Ibu kepik mondar-mandir jelajahin setiap tangkai dan daun bayem Brazil. Nggak cuma di pot bayem Brazil itu, tapi juga ngerambah pot-pot lain. Paksu nanem salah satu gulma yang tumbuh di celah-celah paving ke sebuah pot yang agak besar, bekas ember cucian yang udah bocor. Taneman itu nggak tau namanya apa. Dia tumbuh gede, rantingnya nyebar ke sana-sini, daunnya kecil dan jarang-jarang, dan berbuah kecil-kecil juga kayak blueberry.

Nah, ibu kepik oren terbang juga ke situ. Hinggap di salah satu daun, terus lompat ke taneman singkong yang masih bocil. Abis itu lompat lagi dia ke salah satu pot pitaya, terus lompat ke rok putih Akira yang mau berangkat sekolah. Dari rok Akira, kepik itu terbang entah ke mana.

Hm, apa kepik merah jambu itu tamu nggak diundang dan ibu kepik nggak suka dia ada di sana? Atau, kepik merah jambu itu suaminya dan mereka lagi berantem?

Setelah anak-anak berangkat sekolah dianter ayah mereka, aku metik daun-daun kemangi yang ditanem berseberangan sama pot bayem Brazil yang dihuni keluarga kepik. Rampung metik daun kemangi, aku tengok kepik merah jambu. Sekarang gantian dia yang jalan-jalan gelisah. Jelajahin setiap tangkai dan daun bayem Brazil kayak nyari-nyari sesuatu yang hilang. Apa dia nyari ibu kepik?

Sambil videoin polah kepik merah jambu, aku mikir-mikir lagi, sebetulnya dia itu jantan atau betina, sih? Warna merah jambu, kan, biasanya diasosiasikan sama feminitas. Liat aja perilakunya waktu lagi galau, mirip sama ibu kepik oren sebelum pergi tadi.

Tapi warna itu milik semua orang. Laki-laki ataupun perempuan boleh pake atau suka sama warna apa aja. Nggak ngerti gimana sejarahnya warna pink atau merah jambu bisa dianggap sebagai warna cewek.

Terus, soal tingkah si bapak kepik yang panik itu juga manusiawi, kok. Semua orang pernah panik. Bedanya, cowok bisa tetep tenang mungkin karena dia melibatkan sebagian besar logikanya ketimbang perasaan. Sementara cewek sebaliknya.

Tapi stigma kayak gini juga nggak pasti berlaku ke semua orang. Ada juga laki-laki yang lebay waktu berhadapan sama sebuah masalah. Sebaliknya, ada juga cewek yang bisa tegar waktu lagi ditimpa musibah. Semua bisa kayak gitu tergantung gimana kepribadian dia dibentuk.

Mungkin sama kayak gimana kami ngebentuk kebun ini. Bukan cuma sebagai sumber pangan bagi kami berempat atau siapa saja yang tinggal bersama kami, tapi juga sebagai semesta kecil buat beberapa jenis hewan, terutama serangga.

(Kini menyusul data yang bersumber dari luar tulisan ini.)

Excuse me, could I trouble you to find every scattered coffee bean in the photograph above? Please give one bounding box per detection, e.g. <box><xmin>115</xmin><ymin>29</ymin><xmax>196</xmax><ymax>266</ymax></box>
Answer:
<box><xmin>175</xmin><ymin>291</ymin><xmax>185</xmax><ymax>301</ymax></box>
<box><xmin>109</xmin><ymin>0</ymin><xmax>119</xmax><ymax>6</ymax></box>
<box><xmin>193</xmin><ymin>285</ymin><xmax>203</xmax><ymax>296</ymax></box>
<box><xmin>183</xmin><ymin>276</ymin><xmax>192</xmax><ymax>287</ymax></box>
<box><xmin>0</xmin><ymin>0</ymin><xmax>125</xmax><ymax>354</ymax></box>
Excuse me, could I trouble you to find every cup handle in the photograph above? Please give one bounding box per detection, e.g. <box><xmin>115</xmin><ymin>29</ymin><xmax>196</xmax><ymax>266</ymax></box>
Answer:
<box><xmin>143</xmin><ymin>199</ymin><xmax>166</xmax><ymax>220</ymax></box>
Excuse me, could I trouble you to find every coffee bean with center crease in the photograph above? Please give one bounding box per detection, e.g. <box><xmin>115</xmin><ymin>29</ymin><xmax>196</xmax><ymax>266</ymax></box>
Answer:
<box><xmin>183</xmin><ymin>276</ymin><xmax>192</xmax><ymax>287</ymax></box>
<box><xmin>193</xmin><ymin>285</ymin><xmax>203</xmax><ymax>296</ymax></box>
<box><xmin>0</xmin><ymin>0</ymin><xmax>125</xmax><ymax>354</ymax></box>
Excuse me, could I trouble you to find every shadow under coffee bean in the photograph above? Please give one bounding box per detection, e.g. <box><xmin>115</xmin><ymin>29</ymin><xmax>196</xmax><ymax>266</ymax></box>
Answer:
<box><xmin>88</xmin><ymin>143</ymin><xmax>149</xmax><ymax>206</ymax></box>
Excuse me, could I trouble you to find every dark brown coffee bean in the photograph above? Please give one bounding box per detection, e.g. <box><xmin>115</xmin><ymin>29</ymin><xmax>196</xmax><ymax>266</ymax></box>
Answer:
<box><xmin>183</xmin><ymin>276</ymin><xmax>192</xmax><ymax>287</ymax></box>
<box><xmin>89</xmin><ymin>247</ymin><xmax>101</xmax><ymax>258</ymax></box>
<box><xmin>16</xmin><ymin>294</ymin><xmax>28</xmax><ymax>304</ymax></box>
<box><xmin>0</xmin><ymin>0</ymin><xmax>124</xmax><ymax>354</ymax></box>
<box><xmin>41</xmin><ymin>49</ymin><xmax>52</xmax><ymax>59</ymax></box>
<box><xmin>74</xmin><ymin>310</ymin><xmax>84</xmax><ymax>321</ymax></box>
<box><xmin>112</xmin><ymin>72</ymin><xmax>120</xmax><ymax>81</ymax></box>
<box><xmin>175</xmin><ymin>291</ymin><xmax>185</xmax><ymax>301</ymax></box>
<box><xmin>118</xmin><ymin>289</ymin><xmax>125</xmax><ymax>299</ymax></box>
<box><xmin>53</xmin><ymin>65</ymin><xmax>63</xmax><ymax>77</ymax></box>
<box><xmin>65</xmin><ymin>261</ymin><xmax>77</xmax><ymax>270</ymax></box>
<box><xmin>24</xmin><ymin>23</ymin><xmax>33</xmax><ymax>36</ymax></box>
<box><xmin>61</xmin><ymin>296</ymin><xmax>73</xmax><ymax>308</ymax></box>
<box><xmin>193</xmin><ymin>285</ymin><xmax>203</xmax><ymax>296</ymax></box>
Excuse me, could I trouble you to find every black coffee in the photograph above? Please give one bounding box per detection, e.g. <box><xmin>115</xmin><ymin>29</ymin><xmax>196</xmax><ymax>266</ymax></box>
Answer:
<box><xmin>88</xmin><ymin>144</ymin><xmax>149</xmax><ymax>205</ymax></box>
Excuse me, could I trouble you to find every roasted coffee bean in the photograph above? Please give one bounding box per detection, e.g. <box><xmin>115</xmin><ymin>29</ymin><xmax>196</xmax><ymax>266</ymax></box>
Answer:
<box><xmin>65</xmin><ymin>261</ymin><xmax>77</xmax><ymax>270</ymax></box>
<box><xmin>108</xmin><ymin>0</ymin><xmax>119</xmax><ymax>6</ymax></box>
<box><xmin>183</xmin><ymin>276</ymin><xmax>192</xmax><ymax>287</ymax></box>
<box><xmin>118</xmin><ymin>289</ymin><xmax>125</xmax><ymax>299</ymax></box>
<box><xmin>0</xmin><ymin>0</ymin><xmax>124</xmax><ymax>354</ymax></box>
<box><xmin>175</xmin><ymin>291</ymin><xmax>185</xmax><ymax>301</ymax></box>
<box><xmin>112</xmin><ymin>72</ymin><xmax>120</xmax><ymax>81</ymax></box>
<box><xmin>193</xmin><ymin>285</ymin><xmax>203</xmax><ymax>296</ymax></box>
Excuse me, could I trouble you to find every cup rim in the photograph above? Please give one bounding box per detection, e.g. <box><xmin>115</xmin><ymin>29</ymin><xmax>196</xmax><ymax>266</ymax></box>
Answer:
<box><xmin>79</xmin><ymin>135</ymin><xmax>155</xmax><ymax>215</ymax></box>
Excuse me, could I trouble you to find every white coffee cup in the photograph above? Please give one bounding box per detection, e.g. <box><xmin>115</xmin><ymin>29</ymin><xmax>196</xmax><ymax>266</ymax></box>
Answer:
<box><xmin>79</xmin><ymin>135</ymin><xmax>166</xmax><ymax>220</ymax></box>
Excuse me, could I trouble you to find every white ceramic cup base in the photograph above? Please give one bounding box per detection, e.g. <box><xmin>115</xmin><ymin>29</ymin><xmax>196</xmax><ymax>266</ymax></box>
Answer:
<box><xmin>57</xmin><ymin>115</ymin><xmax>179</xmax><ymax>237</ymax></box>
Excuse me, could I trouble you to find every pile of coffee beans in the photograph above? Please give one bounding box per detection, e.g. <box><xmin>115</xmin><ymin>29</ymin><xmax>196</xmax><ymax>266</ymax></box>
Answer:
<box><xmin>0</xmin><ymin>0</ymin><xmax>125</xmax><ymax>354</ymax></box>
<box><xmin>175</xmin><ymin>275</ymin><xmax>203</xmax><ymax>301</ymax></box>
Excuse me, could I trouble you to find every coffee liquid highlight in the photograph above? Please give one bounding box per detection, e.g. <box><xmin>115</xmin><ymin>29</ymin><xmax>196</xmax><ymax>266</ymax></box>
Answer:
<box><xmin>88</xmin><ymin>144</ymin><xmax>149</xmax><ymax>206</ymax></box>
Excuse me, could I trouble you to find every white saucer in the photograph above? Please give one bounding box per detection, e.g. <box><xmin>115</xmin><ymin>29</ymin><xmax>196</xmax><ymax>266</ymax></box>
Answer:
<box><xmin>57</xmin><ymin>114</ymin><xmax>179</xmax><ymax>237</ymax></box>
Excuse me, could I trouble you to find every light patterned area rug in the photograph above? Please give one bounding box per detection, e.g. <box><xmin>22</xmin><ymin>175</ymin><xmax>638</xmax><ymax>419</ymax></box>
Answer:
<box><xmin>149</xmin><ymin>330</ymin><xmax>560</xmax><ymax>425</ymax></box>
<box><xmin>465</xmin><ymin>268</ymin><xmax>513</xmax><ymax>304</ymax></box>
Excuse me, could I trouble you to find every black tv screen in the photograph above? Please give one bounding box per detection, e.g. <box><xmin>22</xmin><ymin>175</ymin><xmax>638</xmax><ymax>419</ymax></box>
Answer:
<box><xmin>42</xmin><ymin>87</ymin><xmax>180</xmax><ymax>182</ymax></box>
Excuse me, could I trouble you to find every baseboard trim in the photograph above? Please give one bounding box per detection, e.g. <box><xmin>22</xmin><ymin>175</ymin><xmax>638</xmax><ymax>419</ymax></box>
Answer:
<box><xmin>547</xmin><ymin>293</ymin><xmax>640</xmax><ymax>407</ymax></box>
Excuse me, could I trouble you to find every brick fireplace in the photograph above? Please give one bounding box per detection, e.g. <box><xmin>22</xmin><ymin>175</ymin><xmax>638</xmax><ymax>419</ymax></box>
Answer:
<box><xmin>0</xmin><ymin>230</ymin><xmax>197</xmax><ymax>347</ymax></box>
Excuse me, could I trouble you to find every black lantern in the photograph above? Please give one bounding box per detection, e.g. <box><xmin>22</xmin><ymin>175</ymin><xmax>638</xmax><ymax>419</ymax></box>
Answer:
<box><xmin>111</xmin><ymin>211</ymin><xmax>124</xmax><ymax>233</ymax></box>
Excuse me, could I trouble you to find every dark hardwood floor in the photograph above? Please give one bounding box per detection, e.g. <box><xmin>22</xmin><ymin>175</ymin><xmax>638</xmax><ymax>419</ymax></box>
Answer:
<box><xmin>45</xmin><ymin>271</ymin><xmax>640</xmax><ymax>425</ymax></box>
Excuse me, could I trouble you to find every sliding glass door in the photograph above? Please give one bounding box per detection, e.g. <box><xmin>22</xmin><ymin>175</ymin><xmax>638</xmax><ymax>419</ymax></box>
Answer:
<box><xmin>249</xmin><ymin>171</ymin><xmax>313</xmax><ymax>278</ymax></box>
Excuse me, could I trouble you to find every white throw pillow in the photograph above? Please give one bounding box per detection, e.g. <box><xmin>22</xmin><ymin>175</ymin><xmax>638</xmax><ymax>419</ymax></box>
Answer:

Sebelum aku selesai merekam, kepik merah jambu keburu terbang nggak tau ke mana. Mungkin nyari kepik oren.

Beberapa jam kemudian, aku kembali ke kebun buat masukkin sampah dapur ke komposter, setelah sebelumnya ke dapur dulu buat motong-motong sayur. Aku sempetin buat nengok keluarga kepik. Ibu kepik oren belum pulang. Kepik merah jambu juga. Nggak tau mereka bertualang sendiri-sendiri atau udah ketemu di rimbun taneman lain. Sementara anak-anaknya nggak keliatan. Apa mereka semua udah ninggalin pot itu, ya? Atau jangan-jangan mereka semua udah ninggalin kebun ini?